My Production Configuration

driver:
  kind: ebpf
  ebpf:
    hostNetwork: true

falco:
  grpc:
    enabled: true
  grpc_output:
    enabled: true
  json_output: true
  log_level: info

  rules_file:
    - /etc/falco/falco_rules.yaml
    - /etc/falco/falco_rules.local.yaml
    - /etc/falco/rules.d

falcosidekick:
  enabled: true
  replicaCount: 2
  config:
    slack:
      webhookurl: "${SLACK_WEBHOOK}"
      minimumpriority: error

    prometheus:
      enabled: true

    alertmanager:
      hostport: "http://alertmanager.monitoring:9093"
      minimumpriority: critical

customRules:
  rules-custom.yaml: |-
    # Our application-specific rules
    - rule: Unexpected outbound connection from backend
      desc: Backend pods should only connect to known services
      condition: >
        outbound and
        k8s.pod.label.app = "backend" and
        not fd.sip.name in (postgres.db, redis.cache, api.internal)
      output: >
        Backend made unexpected outbound connection
        (pod=%k8s.pod.name dest=%fd.sip:%fd.sport)
      priority: WARNING

  falco_rules.local.yaml: |-
    # Tune default rules for our environment
    - macro: user_known_write_etc_conditions
      condition: >
        (container.image.repository = "my-company/config-manager")

Key decisions:

  • eBPF driver — Better performance than kernel module
  • JSON output — Easier parsing for downstream tools
  • Tiered alerting — Errors to Slack, Critical to PagerDuty
  • Custom rules — Application-aware detection

Response Automation

Falco detects; you decide what to do. Example automated responses:

# security-responder deployment
apiVersion: apps/v1
kind: Deployment
metadata:
  name: security-responder
spec:
  template:
    spec:
      containers:
        - name: responder
          image: my-company/security-responder
          env:
            - name: SLACK_WEBHOOK
              valueFrom:
                secretKeyRef:
                  name: security-responder
                  key: slack-webhook

Response script example:

@app.route('/falco', methods=['POST'])
def handle_falco_alert():
    alert = request.json

    if alert['priority'] == 'Critical':
        # Kill the pod immediately
        pod = alert['output_fields']['k8s.pod.name']
        namespace = alert['output_fields']['k8s.ns.name']

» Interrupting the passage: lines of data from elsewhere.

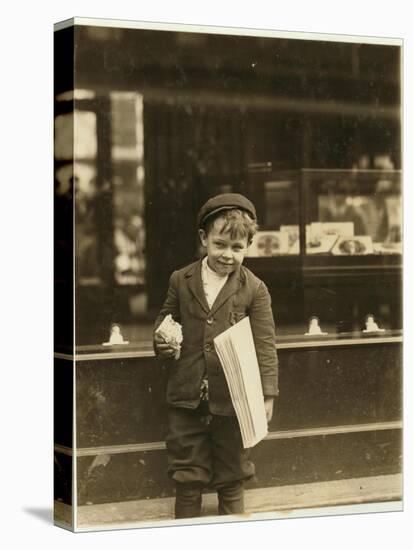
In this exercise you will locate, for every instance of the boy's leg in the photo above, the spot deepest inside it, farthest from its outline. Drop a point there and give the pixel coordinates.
(231, 498)
(189, 458)
(188, 500)
(231, 466)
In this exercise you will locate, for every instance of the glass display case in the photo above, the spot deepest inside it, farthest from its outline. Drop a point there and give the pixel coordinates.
(342, 260)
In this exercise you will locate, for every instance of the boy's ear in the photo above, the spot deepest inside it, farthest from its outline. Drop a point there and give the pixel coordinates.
(202, 236)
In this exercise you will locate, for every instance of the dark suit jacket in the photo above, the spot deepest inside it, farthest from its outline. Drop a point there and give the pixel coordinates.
(243, 294)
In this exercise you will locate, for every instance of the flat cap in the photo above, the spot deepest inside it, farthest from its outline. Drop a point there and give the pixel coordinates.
(226, 201)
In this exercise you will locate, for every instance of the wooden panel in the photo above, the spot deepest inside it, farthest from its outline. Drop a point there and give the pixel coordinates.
(137, 476)
(123, 401)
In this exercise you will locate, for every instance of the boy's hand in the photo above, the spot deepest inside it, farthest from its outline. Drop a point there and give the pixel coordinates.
(269, 407)
(162, 348)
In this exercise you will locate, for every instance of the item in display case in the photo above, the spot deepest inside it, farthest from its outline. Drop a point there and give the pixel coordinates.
(318, 241)
(314, 328)
(116, 337)
(371, 325)
(268, 243)
(353, 246)
(341, 229)
(293, 232)
(387, 248)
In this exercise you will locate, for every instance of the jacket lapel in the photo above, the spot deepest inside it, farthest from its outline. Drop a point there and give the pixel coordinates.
(228, 290)
(195, 285)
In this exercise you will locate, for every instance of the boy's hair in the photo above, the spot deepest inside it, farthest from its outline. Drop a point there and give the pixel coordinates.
(237, 223)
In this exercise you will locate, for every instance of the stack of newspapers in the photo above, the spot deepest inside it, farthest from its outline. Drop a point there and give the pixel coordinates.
(236, 351)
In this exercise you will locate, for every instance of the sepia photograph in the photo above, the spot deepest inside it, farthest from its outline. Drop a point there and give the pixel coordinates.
(228, 254)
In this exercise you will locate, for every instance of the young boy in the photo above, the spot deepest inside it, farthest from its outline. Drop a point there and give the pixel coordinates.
(204, 442)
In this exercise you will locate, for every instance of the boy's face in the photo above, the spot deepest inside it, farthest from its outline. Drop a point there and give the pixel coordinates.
(224, 253)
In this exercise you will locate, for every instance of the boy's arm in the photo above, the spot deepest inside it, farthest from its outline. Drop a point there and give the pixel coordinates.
(171, 305)
(263, 331)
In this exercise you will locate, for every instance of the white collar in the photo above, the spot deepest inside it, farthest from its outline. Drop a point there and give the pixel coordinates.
(210, 273)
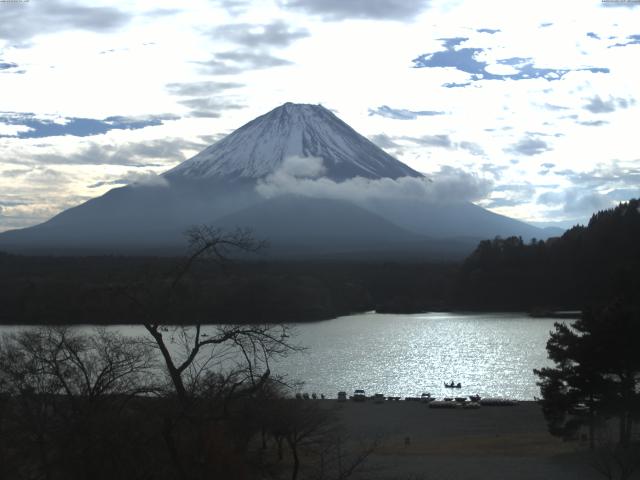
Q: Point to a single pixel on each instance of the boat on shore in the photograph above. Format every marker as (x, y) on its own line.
(452, 385)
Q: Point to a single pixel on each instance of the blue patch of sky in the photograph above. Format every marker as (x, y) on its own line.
(401, 113)
(631, 40)
(79, 127)
(465, 60)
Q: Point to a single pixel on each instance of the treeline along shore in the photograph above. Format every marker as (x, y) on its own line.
(586, 265)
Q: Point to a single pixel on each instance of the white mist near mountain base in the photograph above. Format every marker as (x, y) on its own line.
(304, 176)
(302, 179)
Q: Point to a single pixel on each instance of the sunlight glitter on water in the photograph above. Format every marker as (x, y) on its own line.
(405, 355)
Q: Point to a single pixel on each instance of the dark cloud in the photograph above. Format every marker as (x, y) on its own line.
(597, 105)
(530, 146)
(194, 89)
(372, 9)
(230, 63)
(276, 34)
(209, 107)
(79, 127)
(465, 59)
(20, 22)
(401, 113)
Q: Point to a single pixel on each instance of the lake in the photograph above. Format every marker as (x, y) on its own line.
(405, 355)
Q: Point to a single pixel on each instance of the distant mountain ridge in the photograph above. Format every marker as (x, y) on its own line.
(218, 186)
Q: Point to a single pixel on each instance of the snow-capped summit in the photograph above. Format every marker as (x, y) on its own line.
(259, 148)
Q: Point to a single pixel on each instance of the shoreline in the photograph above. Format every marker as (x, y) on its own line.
(415, 441)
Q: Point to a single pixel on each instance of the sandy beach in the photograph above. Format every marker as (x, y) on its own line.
(418, 442)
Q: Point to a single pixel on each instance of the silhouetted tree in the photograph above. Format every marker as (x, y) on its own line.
(597, 364)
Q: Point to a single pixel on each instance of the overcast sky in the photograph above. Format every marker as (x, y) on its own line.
(537, 100)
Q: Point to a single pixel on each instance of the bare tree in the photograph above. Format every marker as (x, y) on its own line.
(66, 392)
(188, 351)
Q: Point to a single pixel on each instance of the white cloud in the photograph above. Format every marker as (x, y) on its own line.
(303, 176)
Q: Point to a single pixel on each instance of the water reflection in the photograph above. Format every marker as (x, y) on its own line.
(405, 355)
(400, 355)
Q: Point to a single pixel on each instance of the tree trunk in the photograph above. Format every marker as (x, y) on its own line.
(296, 460)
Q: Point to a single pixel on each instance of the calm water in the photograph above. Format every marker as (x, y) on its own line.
(490, 354)
(405, 355)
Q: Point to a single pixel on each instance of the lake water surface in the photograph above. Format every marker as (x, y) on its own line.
(405, 355)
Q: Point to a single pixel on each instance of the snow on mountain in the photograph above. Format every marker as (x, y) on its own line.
(301, 130)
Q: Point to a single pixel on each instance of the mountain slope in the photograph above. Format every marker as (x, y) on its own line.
(259, 148)
(218, 186)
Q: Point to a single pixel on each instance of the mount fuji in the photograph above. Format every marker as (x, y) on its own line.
(300, 178)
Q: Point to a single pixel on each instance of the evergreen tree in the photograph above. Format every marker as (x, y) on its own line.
(597, 364)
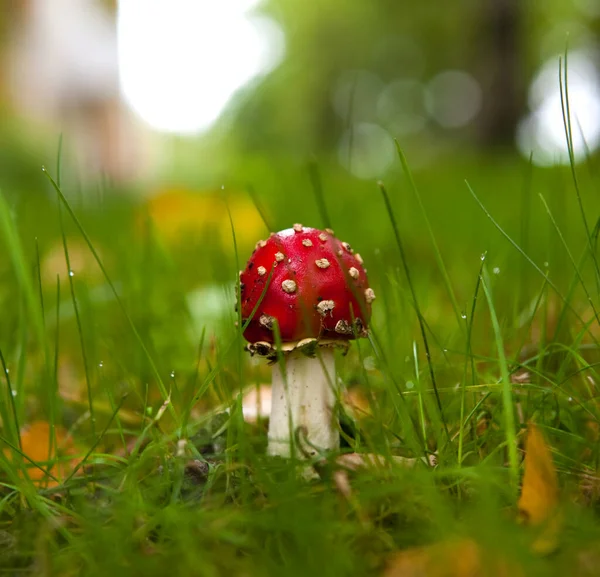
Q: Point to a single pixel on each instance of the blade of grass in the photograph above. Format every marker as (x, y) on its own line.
(566, 115)
(436, 248)
(86, 369)
(415, 303)
(146, 352)
(11, 398)
(507, 400)
(529, 260)
(317, 186)
(468, 357)
(259, 207)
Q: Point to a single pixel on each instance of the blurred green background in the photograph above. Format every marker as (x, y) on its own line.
(160, 117)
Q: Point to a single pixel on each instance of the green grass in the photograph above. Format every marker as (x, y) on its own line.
(147, 379)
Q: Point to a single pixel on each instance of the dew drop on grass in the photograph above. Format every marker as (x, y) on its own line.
(369, 363)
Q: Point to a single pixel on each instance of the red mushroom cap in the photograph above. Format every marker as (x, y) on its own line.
(317, 288)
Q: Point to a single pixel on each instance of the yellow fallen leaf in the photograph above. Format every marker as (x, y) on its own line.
(538, 504)
(452, 558)
(35, 440)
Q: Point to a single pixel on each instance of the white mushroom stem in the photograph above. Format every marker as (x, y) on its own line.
(303, 401)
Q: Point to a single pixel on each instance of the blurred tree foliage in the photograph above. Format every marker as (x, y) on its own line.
(499, 42)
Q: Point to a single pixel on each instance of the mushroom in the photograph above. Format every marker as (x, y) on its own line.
(311, 295)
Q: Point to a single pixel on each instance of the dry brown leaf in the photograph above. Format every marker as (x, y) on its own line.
(35, 439)
(538, 504)
(454, 558)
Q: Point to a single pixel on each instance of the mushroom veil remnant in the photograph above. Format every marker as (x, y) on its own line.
(311, 294)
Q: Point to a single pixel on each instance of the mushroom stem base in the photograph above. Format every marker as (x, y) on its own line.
(302, 405)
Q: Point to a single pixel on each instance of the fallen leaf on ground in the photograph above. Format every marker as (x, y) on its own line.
(453, 558)
(538, 504)
(35, 441)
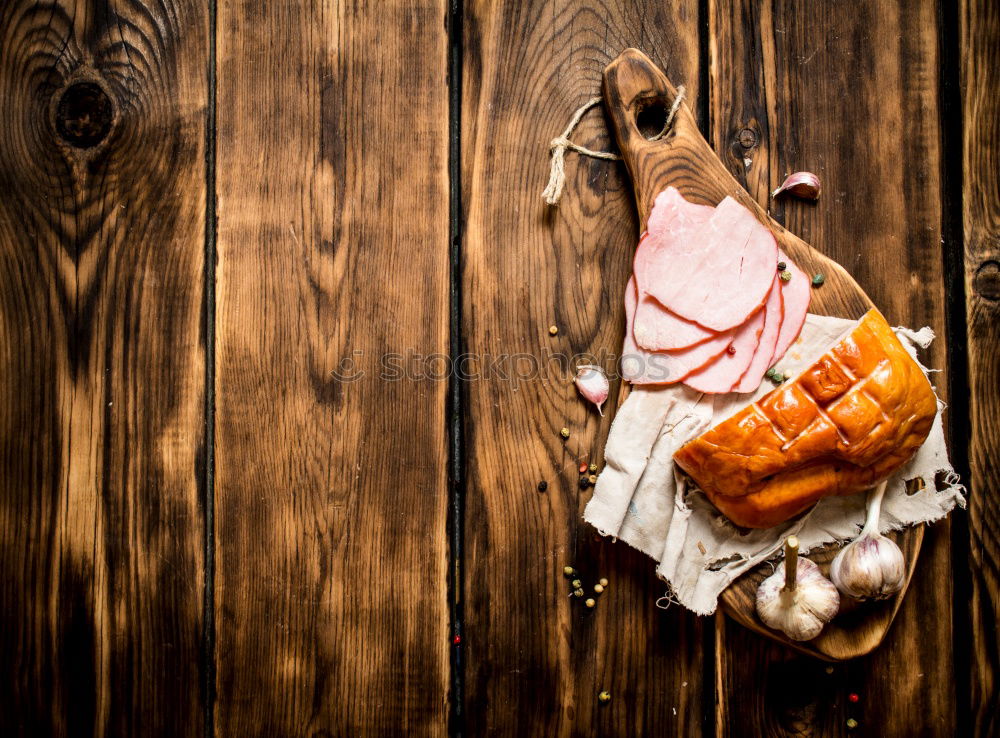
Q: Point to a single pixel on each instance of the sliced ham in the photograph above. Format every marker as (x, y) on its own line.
(720, 375)
(674, 220)
(761, 360)
(795, 294)
(717, 273)
(640, 366)
(658, 329)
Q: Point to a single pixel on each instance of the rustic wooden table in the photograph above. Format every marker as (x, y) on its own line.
(241, 245)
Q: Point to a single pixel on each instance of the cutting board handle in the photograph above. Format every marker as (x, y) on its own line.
(634, 87)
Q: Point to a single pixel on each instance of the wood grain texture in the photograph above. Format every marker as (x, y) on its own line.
(536, 659)
(851, 94)
(332, 613)
(980, 45)
(102, 400)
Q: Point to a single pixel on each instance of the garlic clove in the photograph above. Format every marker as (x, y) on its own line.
(592, 384)
(800, 184)
(871, 566)
(800, 603)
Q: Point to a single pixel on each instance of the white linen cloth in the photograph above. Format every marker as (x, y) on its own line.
(643, 500)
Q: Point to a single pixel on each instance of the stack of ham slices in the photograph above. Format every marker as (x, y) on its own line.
(706, 305)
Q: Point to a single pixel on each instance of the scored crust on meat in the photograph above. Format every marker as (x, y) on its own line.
(717, 274)
(847, 422)
(762, 357)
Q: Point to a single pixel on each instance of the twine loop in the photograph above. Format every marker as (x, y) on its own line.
(558, 146)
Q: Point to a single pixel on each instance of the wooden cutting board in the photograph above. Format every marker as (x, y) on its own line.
(638, 97)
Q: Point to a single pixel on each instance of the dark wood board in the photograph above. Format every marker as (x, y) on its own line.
(331, 494)
(634, 86)
(980, 62)
(102, 210)
(537, 660)
(850, 93)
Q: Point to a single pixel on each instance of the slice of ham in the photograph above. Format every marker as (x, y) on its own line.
(674, 220)
(716, 274)
(658, 329)
(720, 375)
(761, 361)
(795, 294)
(640, 366)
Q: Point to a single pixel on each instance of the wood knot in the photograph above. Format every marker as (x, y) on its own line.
(986, 281)
(747, 138)
(84, 115)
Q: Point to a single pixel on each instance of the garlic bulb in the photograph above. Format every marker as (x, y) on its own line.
(797, 599)
(871, 565)
(592, 384)
(800, 184)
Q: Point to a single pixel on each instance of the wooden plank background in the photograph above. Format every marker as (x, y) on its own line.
(241, 245)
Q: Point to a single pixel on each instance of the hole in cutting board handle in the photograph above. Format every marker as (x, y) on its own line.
(651, 118)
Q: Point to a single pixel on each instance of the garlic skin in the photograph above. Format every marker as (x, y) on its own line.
(800, 184)
(592, 384)
(798, 605)
(871, 566)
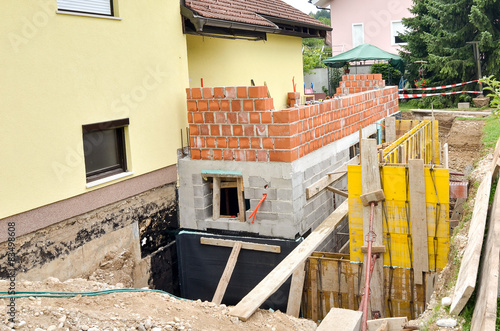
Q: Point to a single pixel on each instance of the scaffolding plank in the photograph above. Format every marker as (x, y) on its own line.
(337, 174)
(467, 275)
(244, 245)
(418, 219)
(226, 275)
(296, 290)
(370, 175)
(271, 283)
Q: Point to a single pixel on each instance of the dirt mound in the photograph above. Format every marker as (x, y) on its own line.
(131, 311)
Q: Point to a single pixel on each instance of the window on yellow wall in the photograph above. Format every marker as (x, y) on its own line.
(98, 7)
(104, 149)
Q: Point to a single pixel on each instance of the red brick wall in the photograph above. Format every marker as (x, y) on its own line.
(359, 83)
(239, 123)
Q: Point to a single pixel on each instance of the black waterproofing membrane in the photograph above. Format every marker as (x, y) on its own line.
(201, 267)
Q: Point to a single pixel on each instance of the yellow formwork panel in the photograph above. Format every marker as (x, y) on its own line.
(394, 182)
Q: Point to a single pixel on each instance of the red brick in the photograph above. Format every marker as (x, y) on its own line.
(211, 142)
(232, 118)
(264, 104)
(251, 155)
(209, 117)
(205, 154)
(241, 92)
(217, 154)
(214, 130)
(231, 92)
(193, 130)
(280, 156)
(219, 93)
(192, 106)
(266, 117)
(214, 105)
(226, 130)
(249, 130)
(228, 155)
(256, 92)
(236, 105)
(237, 130)
(207, 93)
(244, 143)
(196, 93)
(198, 118)
(255, 143)
(239, 155)
(202, 105)
(261, 130)
(267, 143)
(262, 156)
(195, 154)
(225, 105)
(243, 118)
(254, 117)
(248, 105)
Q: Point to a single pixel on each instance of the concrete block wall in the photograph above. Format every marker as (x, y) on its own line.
(239, 123)
(359, 83)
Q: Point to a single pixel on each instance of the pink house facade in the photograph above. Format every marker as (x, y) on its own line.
(375, 22)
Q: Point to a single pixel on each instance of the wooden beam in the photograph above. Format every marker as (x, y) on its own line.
(226, 275)
(467, 275)
(296, 290)
(244, 244)
(390, 129)
(370, 174)
(339, 319)
(271, 283)
(418, 219)
(337, 191)
(330, 179)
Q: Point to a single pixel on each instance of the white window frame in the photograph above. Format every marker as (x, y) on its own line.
(353, 36)
(84, 7)
(394, 34)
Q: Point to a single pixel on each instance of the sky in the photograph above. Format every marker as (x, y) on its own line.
(302, 5)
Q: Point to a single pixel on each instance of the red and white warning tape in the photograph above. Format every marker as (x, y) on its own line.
(411, 96)
(437, 87)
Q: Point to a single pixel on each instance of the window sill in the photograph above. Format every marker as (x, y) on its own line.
(109, 179)
(63, 12)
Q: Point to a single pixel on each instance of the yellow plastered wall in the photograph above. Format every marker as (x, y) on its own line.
(223, 62)
(394, 183)
(62, 71)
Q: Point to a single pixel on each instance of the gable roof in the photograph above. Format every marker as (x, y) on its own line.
(272, 16)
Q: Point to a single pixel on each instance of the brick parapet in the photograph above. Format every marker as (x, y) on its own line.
(240, 124)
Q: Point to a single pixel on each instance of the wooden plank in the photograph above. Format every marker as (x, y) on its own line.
(370, 175)
(392, 324)
(330, 179)
(485, 310)
(226, 275)
(337, 191)
(339, 319)
(270, 284)
(467, 275)
(418, 219)
(244, 244)
(241, 200)
(296, 290)
(375, 196)
(216, 199)
(390, 128)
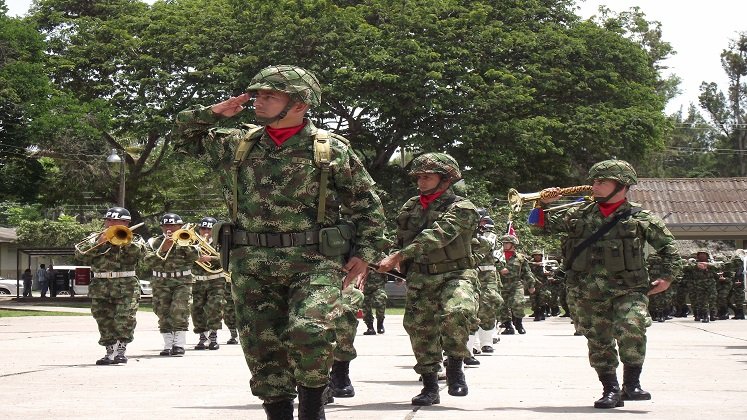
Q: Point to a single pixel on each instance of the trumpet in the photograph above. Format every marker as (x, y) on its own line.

        # Delete pod (Deployment will recreate it)
        v1.delete_namespaced_pod(pod, namespace)

        # Notify
        send_slack(f"Killed pod {namespace}/{pod} due to: {alert['rule']}")

    return 'ok'

Why This Matters

You can’t secure what you can’t see.

Static analysis catches known vulnerabilities. Admission control enforces policies. But runtime security sees actual behavior — what’s really happening in your cluster, right now.

When something unexpected happens:

  • Without Falco: You don’t know until the damage is done
  • With Falco: You see it as it happens

This is understanding applied to security. Not hoping your prevention works, but knowing what’s actually happening and responding immediately.

Prevention is important, but detection is essential. Falco gives you eyes inside your containers — seeing what they do, not just what they should do.